第33話 エピローグ 謀略

 魔族の首都ローラント城は城といっても中に一つの町がすっぽりと入っている程大きい。ここにいる間僕はジェルのお屋敷に居候している。まだ自分のお屋敷をもらえる程地位は高くないからだ。

 その夜、僕の部屋にこの家の主の娘はまたもやノックもせずに入ってきた。彼女はベッドに寝そべっている僕の横にあぐらをかき馬鹿笑いしている。


「おまえそのうち絶対死ぬぞ」


 彼女は父親から今日魔王の前で啖呵を切ったことを聞いていた。


「何言ってんだよ。イレインだって僕を殺そうとしたくせに」

「私はもうおまえを殺さない、殺す理由がなくなったからな」

「それじゃ僕にくっついている理由もなくなったんだね」

「そんなことはない、いくら指輪の力で未来が見えたとしても、おまえ自身はただのへなちょこじゃないか。いつ怖くて逃げ出すか、それとも誰かに殺されるかわかったもんじゃない」

「それもそうだね」

「何を笑っているんだ、キョウヤ。おまえ今、私に馬鹿にされたんだぞ」


 彼女に言われて気がついた。ぼくは笑っている。

 考えてみればこの世界にきて本当の僕のことを見ているのは彼女だけだったから。

 笑いを止めた彼女は僕を見た。僕も彼女を見た。しばらく二人は見つめ合う。先に視線を外したのは彼女だった。


「その指輪に名前をつけなくてはな」


 視線を僕の右手に移すと彼女は僕の右手を両手で包み込むように取り、それについている指輪の前に顔を持ってきた。

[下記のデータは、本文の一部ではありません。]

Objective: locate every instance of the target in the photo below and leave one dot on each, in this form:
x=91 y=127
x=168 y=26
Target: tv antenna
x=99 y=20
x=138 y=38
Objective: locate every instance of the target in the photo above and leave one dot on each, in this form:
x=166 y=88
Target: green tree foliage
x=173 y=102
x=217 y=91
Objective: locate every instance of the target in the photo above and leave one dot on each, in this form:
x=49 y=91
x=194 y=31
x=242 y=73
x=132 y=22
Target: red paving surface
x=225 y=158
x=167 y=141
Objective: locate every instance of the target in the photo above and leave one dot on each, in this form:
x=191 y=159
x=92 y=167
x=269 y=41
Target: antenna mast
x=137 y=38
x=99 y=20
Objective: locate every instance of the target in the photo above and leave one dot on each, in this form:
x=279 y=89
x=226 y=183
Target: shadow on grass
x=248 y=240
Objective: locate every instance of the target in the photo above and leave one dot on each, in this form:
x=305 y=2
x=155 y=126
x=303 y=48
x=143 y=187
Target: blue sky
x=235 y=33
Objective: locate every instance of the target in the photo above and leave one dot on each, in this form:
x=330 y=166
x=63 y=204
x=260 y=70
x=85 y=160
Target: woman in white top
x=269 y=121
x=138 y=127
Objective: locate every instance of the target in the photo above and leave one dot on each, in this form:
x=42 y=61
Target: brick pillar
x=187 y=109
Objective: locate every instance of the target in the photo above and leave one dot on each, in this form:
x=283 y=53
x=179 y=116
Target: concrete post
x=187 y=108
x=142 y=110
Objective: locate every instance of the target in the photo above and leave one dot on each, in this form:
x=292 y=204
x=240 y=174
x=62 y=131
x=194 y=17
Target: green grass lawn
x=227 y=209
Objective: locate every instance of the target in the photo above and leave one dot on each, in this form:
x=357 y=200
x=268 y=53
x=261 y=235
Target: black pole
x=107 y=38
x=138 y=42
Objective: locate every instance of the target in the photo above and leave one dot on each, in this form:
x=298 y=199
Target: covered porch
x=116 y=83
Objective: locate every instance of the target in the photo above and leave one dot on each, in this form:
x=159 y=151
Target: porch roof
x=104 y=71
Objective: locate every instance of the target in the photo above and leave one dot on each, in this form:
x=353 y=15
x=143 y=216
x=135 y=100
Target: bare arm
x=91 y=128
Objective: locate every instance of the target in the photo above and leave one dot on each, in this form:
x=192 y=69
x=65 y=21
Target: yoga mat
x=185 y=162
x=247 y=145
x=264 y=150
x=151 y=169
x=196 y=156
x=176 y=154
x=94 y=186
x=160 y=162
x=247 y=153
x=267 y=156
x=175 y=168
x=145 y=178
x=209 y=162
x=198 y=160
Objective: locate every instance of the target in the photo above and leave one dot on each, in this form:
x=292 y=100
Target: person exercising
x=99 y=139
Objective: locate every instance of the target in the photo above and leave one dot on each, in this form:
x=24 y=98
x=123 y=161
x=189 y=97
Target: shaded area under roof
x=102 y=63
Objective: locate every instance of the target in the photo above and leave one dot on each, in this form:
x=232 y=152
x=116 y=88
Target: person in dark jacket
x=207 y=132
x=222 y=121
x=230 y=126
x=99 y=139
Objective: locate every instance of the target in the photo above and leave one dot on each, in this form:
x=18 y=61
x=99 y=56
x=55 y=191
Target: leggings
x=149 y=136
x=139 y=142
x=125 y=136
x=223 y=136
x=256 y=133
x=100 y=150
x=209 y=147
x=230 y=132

「これを選択の指輪と名付ける。本当は勝利の指輪と呼びたいところだが、おまえは必ずしも戦争の勝利を求めていないようだからな」


 そう言って彼女は今自分自身が名付けた指輪にそっと口をつけた。彼女の柔らかい吐息を僕は右手に感じた。



 玉間に魔王の笑い声が鳴り響く。ここ今いるのは魔王とその腹心である大臣の二人だけだ。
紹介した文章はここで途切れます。